Lembro até hoje o dia em que a encontrei. Ou o dia em que ela me encontrou. No meio de tantos outros, alguns até bem melhores que eu, ela me escolheu. Seus olhos percorreram meu corpo e ela sorriu. Aquele sorriso, nunca mais o veria de novo. Pouco tempo depois, conheci sua casa. Pequena, mas adorável.
Depois disso, passei a vê-la todos os dias. Ás vezes, até mais de uma vez por dia. Mas parecia que ela não se importava tanto, nunca mais vi seu sorriso. Em compensação, ela sempre me agraciava com sua voz. Um pouco desafinada, mas apaixonante. Quase sempre cantava para mim e eu me contentava em ouvi-la.
Aprendi a decifrar seus sinais. Quando estava feliz, cantava, se não, mantinha aquele silêncio angustiante, ou ás vezes, falava sozinha, como se eu não estivesse lá. Me irritava não poder fazer nada para alegrar seu dia, apesar de parecer que, de algum jeito, eu o fazia : Quando ela estava chateada, passava mais tempo comigo.

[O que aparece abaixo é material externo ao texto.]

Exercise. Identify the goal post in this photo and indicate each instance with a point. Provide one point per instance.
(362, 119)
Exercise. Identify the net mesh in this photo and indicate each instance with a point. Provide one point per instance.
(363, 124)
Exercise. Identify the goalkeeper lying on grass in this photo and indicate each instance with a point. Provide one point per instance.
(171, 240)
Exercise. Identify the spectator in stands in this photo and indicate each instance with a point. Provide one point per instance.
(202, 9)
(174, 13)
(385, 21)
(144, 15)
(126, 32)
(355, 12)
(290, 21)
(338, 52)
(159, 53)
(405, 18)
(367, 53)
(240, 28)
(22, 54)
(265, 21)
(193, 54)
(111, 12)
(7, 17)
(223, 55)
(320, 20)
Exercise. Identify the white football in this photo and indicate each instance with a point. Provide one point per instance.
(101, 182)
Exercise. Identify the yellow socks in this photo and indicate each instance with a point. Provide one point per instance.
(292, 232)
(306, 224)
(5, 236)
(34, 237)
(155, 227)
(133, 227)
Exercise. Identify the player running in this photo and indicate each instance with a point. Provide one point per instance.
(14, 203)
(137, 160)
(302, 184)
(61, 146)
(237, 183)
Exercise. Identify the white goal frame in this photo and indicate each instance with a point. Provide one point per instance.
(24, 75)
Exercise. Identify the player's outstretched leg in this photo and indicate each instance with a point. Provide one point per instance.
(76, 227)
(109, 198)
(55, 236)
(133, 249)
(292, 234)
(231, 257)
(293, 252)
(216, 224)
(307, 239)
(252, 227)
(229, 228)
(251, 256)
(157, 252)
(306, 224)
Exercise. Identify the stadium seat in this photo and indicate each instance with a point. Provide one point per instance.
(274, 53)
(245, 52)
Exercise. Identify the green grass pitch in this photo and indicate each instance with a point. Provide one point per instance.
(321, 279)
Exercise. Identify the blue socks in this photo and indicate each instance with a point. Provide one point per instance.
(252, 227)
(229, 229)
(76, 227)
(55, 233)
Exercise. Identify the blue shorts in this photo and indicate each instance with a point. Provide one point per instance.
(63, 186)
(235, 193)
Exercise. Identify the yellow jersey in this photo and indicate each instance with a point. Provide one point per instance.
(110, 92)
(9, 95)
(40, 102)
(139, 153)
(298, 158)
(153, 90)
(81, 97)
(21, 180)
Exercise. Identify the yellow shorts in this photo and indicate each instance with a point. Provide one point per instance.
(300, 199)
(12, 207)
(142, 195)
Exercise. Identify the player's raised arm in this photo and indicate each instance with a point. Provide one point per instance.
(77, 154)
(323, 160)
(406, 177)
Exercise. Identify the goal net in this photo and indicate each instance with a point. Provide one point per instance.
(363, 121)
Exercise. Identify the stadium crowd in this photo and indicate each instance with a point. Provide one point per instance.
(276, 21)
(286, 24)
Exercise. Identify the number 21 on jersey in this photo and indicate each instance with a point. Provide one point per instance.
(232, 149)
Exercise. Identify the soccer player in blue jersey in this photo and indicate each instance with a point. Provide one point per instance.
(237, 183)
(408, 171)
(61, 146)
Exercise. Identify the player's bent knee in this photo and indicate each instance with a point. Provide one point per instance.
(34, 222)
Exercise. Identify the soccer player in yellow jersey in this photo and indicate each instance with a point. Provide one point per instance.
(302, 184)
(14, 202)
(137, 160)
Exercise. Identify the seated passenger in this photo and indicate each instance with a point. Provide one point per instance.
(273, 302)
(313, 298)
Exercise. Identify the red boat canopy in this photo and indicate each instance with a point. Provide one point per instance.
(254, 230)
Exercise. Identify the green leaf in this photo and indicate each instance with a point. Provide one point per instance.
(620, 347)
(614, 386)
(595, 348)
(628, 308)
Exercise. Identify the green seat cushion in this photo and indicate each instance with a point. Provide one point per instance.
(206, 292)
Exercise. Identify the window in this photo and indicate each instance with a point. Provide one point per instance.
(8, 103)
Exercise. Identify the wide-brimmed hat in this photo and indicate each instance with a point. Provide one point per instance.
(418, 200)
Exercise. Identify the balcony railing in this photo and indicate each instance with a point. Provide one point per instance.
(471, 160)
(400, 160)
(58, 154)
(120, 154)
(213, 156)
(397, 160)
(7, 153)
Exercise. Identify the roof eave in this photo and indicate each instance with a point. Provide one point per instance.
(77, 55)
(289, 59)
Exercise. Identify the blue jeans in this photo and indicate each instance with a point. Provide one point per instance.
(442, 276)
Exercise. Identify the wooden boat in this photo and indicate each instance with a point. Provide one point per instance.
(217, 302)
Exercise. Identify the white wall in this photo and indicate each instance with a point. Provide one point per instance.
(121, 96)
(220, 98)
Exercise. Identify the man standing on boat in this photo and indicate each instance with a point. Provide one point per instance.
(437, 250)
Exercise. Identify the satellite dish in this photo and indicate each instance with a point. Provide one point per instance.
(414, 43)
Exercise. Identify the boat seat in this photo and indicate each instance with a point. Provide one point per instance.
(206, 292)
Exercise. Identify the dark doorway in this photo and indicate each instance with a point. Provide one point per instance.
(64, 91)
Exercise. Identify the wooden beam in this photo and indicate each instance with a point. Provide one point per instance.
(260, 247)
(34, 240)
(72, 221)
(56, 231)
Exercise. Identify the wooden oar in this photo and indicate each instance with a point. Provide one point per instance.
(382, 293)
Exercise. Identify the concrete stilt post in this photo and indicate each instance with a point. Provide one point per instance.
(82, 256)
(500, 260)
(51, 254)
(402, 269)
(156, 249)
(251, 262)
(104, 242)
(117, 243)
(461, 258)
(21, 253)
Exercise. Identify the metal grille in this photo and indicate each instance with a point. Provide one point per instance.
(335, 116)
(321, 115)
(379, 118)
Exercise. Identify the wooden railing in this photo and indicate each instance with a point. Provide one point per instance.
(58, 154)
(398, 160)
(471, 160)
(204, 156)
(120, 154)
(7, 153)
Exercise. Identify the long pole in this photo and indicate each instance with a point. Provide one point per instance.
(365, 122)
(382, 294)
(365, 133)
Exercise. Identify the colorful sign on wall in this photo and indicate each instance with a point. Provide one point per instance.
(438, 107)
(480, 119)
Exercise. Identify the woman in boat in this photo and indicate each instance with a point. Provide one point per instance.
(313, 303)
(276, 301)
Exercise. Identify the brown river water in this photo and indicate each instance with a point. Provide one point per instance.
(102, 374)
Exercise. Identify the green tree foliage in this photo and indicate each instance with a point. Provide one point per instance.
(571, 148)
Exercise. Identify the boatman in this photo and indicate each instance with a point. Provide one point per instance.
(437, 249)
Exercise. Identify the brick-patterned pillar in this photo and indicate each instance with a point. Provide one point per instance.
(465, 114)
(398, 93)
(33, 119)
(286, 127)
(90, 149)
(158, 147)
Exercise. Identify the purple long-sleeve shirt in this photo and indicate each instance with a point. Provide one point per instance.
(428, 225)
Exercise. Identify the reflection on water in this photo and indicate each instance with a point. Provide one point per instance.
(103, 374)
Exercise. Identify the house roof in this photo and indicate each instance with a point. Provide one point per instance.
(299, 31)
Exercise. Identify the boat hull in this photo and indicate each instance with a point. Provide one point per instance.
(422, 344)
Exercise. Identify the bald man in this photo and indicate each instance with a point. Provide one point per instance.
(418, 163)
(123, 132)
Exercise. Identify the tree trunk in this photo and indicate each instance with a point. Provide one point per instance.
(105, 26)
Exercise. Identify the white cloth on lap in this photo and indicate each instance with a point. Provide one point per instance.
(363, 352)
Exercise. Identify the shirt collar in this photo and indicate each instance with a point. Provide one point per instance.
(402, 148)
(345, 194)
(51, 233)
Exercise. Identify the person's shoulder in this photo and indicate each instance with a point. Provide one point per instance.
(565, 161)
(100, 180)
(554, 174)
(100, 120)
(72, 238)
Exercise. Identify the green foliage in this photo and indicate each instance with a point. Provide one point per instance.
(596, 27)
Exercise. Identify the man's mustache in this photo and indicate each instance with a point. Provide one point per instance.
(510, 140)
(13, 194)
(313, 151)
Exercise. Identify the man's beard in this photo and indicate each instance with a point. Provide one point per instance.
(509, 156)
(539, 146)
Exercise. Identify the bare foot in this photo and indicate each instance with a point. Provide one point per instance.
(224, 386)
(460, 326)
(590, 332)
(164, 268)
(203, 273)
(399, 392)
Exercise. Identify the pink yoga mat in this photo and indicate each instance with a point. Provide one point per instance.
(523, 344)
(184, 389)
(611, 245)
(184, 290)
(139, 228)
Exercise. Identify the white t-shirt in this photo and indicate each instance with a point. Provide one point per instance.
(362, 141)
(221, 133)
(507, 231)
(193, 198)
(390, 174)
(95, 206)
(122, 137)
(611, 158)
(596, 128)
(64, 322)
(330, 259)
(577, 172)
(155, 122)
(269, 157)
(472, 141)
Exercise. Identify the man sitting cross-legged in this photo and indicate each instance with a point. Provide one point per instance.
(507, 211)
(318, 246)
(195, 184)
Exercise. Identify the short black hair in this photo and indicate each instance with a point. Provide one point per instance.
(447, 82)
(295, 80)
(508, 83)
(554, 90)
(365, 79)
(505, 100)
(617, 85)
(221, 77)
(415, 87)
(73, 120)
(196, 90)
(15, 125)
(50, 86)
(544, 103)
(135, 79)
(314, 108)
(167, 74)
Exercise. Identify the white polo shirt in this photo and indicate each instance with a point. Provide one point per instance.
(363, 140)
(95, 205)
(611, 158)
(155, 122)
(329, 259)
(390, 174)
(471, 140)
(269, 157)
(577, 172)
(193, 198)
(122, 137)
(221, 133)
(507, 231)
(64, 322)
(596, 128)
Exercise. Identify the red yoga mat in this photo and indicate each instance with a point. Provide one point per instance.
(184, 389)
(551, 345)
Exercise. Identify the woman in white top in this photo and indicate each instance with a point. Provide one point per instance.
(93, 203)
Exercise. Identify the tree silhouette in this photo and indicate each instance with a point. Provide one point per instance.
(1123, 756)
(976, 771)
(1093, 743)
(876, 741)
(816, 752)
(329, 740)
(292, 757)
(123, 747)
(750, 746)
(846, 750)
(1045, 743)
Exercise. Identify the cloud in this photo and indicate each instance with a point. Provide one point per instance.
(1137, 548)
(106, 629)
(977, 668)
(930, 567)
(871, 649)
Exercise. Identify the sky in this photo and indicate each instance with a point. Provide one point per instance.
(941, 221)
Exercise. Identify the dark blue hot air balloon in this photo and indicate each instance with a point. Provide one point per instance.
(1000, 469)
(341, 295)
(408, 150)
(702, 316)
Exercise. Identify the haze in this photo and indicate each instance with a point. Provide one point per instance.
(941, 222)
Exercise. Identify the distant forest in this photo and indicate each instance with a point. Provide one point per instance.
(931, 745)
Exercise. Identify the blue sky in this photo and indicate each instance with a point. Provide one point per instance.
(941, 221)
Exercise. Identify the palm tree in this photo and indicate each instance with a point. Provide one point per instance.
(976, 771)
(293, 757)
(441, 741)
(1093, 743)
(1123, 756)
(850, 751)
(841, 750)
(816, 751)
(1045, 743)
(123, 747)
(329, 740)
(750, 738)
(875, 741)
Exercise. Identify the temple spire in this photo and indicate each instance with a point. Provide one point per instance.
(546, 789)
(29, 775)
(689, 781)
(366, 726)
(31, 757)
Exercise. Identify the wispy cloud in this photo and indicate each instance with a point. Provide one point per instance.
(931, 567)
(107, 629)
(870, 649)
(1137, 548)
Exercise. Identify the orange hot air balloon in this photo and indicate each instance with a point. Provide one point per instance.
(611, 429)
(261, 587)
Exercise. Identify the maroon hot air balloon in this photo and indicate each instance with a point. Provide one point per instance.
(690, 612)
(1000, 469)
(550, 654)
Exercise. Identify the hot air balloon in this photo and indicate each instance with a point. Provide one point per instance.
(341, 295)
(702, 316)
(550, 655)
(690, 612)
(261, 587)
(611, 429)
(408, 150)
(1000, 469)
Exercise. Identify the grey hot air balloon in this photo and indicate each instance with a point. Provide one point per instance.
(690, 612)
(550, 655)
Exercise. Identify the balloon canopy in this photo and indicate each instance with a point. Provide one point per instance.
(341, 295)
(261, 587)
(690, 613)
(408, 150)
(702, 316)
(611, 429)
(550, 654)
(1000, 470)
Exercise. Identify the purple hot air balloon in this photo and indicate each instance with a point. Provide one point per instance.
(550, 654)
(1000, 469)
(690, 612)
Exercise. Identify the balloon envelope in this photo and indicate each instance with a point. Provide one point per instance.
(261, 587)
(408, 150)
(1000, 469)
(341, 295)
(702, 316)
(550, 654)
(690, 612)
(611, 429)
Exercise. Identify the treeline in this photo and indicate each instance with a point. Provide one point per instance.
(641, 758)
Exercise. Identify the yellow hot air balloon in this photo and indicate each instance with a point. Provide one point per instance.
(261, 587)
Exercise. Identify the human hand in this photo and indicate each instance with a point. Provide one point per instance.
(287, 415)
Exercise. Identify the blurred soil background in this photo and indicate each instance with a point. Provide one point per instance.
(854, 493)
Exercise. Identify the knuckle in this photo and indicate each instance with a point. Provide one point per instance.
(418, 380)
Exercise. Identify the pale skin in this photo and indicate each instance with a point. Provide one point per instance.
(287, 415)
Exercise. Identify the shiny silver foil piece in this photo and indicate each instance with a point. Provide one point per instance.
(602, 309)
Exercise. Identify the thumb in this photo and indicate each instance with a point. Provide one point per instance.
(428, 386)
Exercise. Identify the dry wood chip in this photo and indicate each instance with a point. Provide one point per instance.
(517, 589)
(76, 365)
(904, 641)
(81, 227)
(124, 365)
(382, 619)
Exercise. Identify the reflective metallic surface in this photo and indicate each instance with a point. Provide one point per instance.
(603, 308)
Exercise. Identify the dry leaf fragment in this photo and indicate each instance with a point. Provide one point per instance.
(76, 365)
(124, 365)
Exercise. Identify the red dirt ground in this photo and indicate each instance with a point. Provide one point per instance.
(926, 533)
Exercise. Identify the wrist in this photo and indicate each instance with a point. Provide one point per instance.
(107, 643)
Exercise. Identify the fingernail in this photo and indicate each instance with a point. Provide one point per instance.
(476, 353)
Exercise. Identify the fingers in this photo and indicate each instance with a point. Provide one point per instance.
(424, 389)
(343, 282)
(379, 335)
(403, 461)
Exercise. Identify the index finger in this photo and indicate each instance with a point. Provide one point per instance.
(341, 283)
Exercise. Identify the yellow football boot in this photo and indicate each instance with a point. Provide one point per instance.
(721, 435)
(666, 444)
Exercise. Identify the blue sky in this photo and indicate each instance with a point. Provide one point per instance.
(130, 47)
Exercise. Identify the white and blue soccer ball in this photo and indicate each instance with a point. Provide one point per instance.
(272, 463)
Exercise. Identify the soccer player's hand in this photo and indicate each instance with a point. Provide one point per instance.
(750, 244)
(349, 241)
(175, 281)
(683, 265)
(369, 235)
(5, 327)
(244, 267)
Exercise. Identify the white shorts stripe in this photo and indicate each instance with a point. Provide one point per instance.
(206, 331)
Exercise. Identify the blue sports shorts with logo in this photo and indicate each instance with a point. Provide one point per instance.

A vi chorar em silêncio, e isso me fez pensar que fosse seu melhor amigo. Estava enganado. Passei bastante tempo a assistindo ficar com homens, algumas vezes até na minha frente. Mas eu continuava lá.
Ela começou a inventar desculpas para não me ver mais, como o frio ou o compromisso com outro.
Chegou o Verão e, logo quando eu pensava que ela voltaria para mim, ela sumiu. Encontrou-me um dia de manhã e ficou longe por um tempo. Não sei exatamente quanto tempo, pareceu um século. Fiquei sozinho no escuro, não conseguia nem chorar. Estava Sol quando a vi de novo. Ela não me viu, no entanto. Apenas passou por mim e saiu de novo. Rezei que estivesse de volta permanentemente, mas ela manteve o mistério por algum tempo. Então, fiquei muito feliz quando voltou a me encontrar todos os dias. Seus cabelos longos e molhados me faziam delirar e até sua lista de músicas ficou melhor. Ela estava extremamente feliz agora.
Demorei para entender o motivo, mas logo vi a aliança em seu dedo. Dourada, brilhante, me enojava. Eu estava lá quando eles tomavam café da manhã juntos, apenas espiava de longe. Fingia que não ligava quando ele encostava em mim. Achei que aquele amor fosse eterno, mas não era. Apareceu no mercado uma nova versão e ela me substituiu. Gravei na memória a sensação de ter cada veia arrancada, uma de cada vez. Prometi a mim que nunca mais me apaixonaria. Tarde demais. Se longe dela não tinha felicidade, longe dos meus fios, não tinha vida. Vi seus olhos em meu ultimo suspiro. Posso dizer que morri feliz.